Here's how the algorithm would work step-by-step:

Start from the end: Consider the last delivery you need to make.
Figure out the cost of making just that last delivery by itself.
Now, work backwards: Think about the second-to-last delivery. What's the best way to combine it with the last delivery (either together or separately)? Store the minimum cost.
Keep moving backwards, delivery by delivery. For each one, decide if it's cheaper to make it in the same group as the next deliveries, or start a new delivery group. Always save the cheapest cost you find.
When you get to the very first delivery, you'll have figured out the absolute best way to group all the deliveries together, and the total minimum cost of the whole operation will be known.

Code Implementation

def delivering_boxes(boxes, max_boxes, max_weight_per_trip):    number_of_boxes = len(boxes)
    dp_table = [0] * (number_of_boxes + 1)

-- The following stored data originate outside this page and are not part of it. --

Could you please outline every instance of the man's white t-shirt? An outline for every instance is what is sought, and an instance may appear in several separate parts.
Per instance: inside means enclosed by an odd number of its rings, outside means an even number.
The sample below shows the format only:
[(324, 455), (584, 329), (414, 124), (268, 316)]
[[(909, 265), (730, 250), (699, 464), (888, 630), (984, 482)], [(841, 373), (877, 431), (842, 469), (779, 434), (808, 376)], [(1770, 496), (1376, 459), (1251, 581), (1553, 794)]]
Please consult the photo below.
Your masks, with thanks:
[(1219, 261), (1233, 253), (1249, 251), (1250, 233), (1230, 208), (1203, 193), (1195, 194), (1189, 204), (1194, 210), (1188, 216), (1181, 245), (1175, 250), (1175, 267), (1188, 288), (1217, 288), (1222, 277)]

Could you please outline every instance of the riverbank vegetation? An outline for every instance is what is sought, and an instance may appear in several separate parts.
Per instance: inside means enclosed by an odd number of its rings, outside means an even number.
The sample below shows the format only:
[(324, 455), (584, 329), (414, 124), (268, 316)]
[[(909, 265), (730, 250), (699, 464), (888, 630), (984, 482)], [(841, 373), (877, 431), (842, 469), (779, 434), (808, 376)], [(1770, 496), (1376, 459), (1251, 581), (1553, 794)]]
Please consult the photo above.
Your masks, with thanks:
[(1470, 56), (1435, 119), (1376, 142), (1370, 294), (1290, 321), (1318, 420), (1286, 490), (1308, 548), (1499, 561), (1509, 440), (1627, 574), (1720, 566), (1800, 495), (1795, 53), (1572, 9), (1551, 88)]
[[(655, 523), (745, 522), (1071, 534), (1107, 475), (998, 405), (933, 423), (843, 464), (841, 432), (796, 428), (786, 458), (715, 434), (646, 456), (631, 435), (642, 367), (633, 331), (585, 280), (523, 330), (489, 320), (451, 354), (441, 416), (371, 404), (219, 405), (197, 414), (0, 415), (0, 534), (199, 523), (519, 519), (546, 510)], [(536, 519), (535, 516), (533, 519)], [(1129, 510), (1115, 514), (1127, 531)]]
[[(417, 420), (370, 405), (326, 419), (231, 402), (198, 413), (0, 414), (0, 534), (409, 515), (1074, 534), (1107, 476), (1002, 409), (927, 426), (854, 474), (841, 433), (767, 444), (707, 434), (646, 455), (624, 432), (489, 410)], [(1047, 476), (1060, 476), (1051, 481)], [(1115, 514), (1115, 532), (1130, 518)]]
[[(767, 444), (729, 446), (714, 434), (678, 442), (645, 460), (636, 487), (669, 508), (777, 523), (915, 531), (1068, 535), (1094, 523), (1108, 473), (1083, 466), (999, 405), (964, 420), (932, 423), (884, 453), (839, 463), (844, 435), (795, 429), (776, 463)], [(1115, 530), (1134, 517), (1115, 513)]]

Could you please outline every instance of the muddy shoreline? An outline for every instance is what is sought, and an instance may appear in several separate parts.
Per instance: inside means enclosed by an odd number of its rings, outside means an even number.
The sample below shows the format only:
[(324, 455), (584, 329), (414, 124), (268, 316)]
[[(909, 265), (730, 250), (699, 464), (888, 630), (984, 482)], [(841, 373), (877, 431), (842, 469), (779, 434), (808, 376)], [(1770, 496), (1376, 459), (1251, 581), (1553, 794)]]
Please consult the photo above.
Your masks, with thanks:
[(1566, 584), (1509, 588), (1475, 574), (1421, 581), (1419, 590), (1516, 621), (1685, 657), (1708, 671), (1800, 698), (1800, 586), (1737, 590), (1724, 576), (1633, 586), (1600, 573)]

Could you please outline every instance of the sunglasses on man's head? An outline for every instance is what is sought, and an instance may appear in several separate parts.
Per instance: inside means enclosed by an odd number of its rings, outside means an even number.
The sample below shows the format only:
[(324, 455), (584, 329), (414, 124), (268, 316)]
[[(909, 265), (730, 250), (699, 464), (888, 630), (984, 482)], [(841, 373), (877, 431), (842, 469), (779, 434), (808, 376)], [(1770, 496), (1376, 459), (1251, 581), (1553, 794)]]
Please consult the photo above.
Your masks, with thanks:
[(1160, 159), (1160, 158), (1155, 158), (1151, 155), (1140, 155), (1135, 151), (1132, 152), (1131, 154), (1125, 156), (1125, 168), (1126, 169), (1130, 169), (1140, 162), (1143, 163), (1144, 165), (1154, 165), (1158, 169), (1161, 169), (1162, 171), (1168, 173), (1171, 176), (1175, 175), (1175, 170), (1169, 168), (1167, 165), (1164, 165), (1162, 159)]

    for i in range(number_of_boxes - 1, -1, -1):
        min_cost = float('inf')
        current_weight = 0
        boxes_count = 0

        # Iterate to find optimal grouping, minimizing cost
        for j in range(i, number_of_boxes):
            boxes_count += 1
            current_weight += boxes[j][0]

            # Check if constraints are violated
            if boxes_count > max_boxes or current_weight > max_weight_per_trip:
                break

            cost = 2 + dp_table[j + 1]

            # Add cost to switch ports if needed
            if j + 1 < number_of_boxes and boxes[i][1] != boxes[j + 1][1]:
                cost += 1

            min_cost = min(min_cost, cost)

        dp_table[i] = min_cost

    # Result is stored at the beginning of DP table
    return dp_table[0]

Big(O) Analysis

Time Complexity

O(n) – The dynamic programming solution iterates backward through the input array of boxes, which has a size of n. For each box, it considers the cost of delivering it either separately or together with subsequent boxes. This involves a constant amount of work for each box, calculating the cost and updating the minimum cost. Therefore, the time complexity is directly proportional to the number of boxes, resulting in O(n).

Space Complexity

O(N) – The dynamic programming solution described stores the minimum cost calculated for each delivery from the end. This implies the use of an auxiliary array or data structure, such as a list, to store these intermediate results for each of the N deliveries. Therefore, the space required grows linearly with the number of deliveries, N. This auxiliary data structure is used to avoid recomputation and find the overall optimal solution. The space complexity is thus O(N).

Edge Cases

Case	How to Handle
Empty boxes array	Return 0 since no trips are needed when there are no boxes.
maxBoxes or maxWeight is zero	Return -1 since no boxes can be loaded, making delivery impossible.
A single box exceeds maxWeight	Return -1 since a single box cannot be transported within the weight constraint.
All boxes have the same port	The dynamic programming solution should correctly calculate trips without being affected by similar port values.
All boxes have different ports	The cost calculation for different ports must still be performed.
Large input size (large number of boxes)	Ensure the DP array is not excessively large to avoid memory issues and optimize time complexity.
Integer overflow when calculating cumulative weights.	Use long data type for cumulative weights to prevent potential overflow.
Boxes are already sorted optimally	DP solution should naturally find the optimal solution even when boxes are well organized.